Jacques CHIRAC, en campagne électorale au salon de l’agriculture, a une fois de plus manqué une occasion de se taire. En critiquant avec virulence les scientifiques de l’AFFSA, c’est le Président qui a commis une « faute de goût ». Passons sur le ridicule du propos: les scientifiques n’ont fait qu’appliquer à la lettre le principe de précaution (principe mauvais s’il en est, mais il s’agit d’un autre débat), dont le même CHIRAC était encore il y a quelques semaines le défenseur zélé.
Le caractère extrêmement choquant de ces propos est ailleurs, il réside dans le principe même de cette attaque.
Comment un homme politique, à plus forte raison le chef de l’Etat, peut-il oser demander à des scientifiques de se taire tant qu’ils n’auront pas la certitude de la véracité de leurs resultats?
Comment oser demander publiquement, devant des millions de français concernés au premier chef, à des scientifiques de ne pas parler pour ne pas créer de psychose?
« N’effrayez pas le petit peuple en lui disant la vérité… »
Que les déclarations de l’AFSSA soient justes ou non, qu’elles soient fondées ou farfelues ne change strictement rien au problème.
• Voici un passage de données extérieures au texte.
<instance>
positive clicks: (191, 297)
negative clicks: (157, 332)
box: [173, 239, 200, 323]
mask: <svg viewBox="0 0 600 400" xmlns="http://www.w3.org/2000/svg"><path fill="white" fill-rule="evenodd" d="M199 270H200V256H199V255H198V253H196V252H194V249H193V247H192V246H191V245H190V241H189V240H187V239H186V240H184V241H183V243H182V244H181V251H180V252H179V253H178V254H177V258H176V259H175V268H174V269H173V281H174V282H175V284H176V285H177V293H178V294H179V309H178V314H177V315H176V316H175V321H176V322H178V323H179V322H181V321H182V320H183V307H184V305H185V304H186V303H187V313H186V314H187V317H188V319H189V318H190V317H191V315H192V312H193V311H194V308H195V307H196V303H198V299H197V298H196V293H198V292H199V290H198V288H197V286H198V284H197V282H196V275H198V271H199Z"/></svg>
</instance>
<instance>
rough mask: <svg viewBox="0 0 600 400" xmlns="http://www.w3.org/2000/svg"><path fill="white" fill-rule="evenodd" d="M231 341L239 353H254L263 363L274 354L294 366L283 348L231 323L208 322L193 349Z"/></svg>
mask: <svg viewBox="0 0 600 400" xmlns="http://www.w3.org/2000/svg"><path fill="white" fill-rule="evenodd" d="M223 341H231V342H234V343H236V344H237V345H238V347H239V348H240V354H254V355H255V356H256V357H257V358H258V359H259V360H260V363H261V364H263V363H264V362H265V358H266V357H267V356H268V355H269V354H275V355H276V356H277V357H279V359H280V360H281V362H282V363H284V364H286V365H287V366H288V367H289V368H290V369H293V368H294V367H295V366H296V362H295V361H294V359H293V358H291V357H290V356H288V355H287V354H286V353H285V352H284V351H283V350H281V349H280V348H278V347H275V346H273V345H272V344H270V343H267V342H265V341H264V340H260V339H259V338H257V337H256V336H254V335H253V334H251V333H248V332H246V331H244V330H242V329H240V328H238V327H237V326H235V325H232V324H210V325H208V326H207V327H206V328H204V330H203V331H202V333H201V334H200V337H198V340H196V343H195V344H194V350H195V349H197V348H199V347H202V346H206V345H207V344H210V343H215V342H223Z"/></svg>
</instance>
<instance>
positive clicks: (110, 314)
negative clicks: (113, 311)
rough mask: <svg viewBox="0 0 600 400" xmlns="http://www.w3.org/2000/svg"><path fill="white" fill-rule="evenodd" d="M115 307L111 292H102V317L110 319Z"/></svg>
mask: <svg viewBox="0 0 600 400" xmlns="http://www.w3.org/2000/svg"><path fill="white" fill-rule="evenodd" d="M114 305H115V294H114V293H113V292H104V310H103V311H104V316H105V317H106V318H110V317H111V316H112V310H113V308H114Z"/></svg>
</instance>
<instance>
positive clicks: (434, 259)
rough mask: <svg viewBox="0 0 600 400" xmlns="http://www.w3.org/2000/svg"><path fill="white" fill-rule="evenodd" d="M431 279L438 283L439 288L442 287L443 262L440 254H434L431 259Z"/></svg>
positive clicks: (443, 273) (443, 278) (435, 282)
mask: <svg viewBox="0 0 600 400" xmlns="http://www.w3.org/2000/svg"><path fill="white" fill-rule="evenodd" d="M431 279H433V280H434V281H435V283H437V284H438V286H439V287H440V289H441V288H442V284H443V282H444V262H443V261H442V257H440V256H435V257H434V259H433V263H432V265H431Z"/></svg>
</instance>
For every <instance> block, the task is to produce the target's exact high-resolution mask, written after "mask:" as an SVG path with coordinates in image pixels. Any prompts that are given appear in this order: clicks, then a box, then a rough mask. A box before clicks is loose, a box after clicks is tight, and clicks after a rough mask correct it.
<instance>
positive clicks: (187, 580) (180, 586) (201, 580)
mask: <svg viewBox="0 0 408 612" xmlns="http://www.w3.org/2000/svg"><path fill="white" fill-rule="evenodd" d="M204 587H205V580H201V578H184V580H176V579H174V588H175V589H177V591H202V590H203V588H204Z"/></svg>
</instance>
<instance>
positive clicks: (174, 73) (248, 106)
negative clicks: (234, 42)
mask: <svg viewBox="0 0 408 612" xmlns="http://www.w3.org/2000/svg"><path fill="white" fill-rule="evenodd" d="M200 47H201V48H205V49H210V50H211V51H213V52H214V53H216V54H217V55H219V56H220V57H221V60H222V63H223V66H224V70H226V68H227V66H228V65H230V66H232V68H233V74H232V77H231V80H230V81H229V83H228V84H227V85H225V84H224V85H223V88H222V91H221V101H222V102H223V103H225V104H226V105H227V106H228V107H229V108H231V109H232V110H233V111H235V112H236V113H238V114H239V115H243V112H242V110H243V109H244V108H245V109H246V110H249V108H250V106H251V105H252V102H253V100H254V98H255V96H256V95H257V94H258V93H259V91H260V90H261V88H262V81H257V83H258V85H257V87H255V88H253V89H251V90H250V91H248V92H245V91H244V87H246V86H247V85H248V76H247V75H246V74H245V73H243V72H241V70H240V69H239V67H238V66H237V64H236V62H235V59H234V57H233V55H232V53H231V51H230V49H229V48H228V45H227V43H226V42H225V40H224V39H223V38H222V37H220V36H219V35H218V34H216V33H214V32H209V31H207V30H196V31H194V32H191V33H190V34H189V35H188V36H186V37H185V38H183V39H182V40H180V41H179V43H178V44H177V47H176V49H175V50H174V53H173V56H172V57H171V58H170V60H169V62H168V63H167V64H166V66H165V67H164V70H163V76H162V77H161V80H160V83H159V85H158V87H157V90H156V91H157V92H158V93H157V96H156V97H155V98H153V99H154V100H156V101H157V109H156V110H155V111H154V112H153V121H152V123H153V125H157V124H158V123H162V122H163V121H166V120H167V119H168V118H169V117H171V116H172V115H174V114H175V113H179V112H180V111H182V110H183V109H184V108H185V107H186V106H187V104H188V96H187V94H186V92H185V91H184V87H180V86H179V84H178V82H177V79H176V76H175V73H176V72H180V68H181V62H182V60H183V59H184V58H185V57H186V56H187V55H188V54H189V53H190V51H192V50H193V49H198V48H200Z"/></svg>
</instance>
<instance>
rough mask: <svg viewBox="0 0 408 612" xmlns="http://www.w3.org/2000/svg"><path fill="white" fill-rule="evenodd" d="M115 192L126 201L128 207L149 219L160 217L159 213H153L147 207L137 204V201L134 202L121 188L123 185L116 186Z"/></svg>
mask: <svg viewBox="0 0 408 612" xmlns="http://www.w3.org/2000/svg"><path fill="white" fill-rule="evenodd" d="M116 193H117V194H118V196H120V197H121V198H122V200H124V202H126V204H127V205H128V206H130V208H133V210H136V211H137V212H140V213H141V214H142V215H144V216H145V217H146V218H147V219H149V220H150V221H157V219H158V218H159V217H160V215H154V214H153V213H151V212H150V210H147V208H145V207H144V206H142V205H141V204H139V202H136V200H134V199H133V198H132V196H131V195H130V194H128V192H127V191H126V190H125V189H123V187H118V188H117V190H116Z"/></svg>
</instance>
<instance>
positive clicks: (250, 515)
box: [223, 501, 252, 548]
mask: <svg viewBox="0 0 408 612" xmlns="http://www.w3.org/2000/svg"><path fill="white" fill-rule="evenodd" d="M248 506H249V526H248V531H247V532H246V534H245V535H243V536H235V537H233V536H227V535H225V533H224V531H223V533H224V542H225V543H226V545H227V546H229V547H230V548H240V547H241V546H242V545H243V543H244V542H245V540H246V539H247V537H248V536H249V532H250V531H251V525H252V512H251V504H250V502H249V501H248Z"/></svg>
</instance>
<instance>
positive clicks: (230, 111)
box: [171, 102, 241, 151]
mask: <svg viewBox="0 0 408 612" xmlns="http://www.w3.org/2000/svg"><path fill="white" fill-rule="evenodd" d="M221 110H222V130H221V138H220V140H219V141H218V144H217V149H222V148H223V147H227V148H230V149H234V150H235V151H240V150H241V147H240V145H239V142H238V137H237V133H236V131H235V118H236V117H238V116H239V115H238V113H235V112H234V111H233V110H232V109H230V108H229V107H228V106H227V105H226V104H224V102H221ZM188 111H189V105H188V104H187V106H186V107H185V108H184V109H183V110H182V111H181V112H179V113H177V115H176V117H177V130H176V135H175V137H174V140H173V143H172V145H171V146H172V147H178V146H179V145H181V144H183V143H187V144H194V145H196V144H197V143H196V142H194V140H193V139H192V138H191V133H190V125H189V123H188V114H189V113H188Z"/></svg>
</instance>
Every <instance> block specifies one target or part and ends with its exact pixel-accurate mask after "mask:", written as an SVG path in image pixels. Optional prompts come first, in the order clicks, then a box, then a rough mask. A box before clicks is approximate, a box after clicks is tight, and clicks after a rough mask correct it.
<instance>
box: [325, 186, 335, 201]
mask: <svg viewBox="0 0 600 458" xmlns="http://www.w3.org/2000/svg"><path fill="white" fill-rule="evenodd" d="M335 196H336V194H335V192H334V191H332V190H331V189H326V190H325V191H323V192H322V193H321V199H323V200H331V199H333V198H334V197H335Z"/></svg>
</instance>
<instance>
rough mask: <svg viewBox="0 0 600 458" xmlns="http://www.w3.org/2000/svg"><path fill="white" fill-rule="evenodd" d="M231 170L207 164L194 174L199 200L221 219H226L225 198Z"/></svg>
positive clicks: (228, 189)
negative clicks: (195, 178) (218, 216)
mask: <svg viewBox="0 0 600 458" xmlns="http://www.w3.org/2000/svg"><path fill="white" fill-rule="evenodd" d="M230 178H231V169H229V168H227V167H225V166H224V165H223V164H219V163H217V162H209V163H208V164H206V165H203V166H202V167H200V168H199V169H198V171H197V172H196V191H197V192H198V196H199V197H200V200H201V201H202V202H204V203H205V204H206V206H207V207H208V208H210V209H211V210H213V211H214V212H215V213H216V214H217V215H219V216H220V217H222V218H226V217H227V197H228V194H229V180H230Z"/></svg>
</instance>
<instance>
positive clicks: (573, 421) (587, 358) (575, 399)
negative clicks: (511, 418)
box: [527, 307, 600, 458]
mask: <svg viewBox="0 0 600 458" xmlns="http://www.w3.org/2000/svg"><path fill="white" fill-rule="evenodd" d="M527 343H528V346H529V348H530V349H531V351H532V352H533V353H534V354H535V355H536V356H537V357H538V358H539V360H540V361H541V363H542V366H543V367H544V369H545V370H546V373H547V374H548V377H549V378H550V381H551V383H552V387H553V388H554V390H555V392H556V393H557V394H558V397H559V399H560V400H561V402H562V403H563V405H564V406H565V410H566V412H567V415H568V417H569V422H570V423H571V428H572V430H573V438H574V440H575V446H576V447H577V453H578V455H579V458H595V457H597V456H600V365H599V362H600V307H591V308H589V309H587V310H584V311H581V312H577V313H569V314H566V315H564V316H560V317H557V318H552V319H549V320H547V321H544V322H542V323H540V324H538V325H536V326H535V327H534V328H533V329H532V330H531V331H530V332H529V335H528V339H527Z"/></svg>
Le problème, grave, est que nous venons d’assister à une scène inquiétante: le Président de la République donnant des ordres à des scientifiques (car le ton employé était plus celui du commandement que celui du conseil amical). Peut-être est-il illusoire de parler d’indépendance dans le cas de l’AFFSA, organisme public, mais une telle tentative de subordination de la science au politique est très grave. Pourquoi demain, le pouvoir politique n’interdirait-il pas la publication de livres, de journeaux ou de revues sous pretexte qu’ils pourraient inquiéter leurs lecteurs?
L’Histoire est jalonnée de périodes sombres au cours desquelles le pouvoir politique a essayé de faire taire les scientifiques…
Les scientifiques de l’AFSSA sont aux ordres, comme les scientifiques de l’ONU (cf article précédent « L’ONU réchauffe la planète ».
Il est très simple pour le pouvoir politique de réduire au silence les scientifiques de ce fait.
Si l’AFSSA a pu s’exprimer sur ce sujet c’est parce que Lionel Jospin et Jacques Chirac sont en campagne présidentielle, sinon on peut parier que le consensus aurait joué et alors, zéro avertissement….
D’autre part, il faut voir dans cet avertissement le côté centralisé de la prise de décision en matière sanitaire: comme pour le sang contaminé, en laissant la décision à une instance unique et politique, on peut être sûrs que les motivations ne seront pas basées sur des critères pertinents: échécances politiques, clientélisme etc…
D’autre part, si une catastrophe doit se produire c’est forcément à grande échelle, et la responsabilité étant « politique », il n’y aura jamais de procès ni de coupables!
Laissons donc les entreprises et les gens décider, car ce n’est que dans des structures de marché libres que la qualité peut émerger!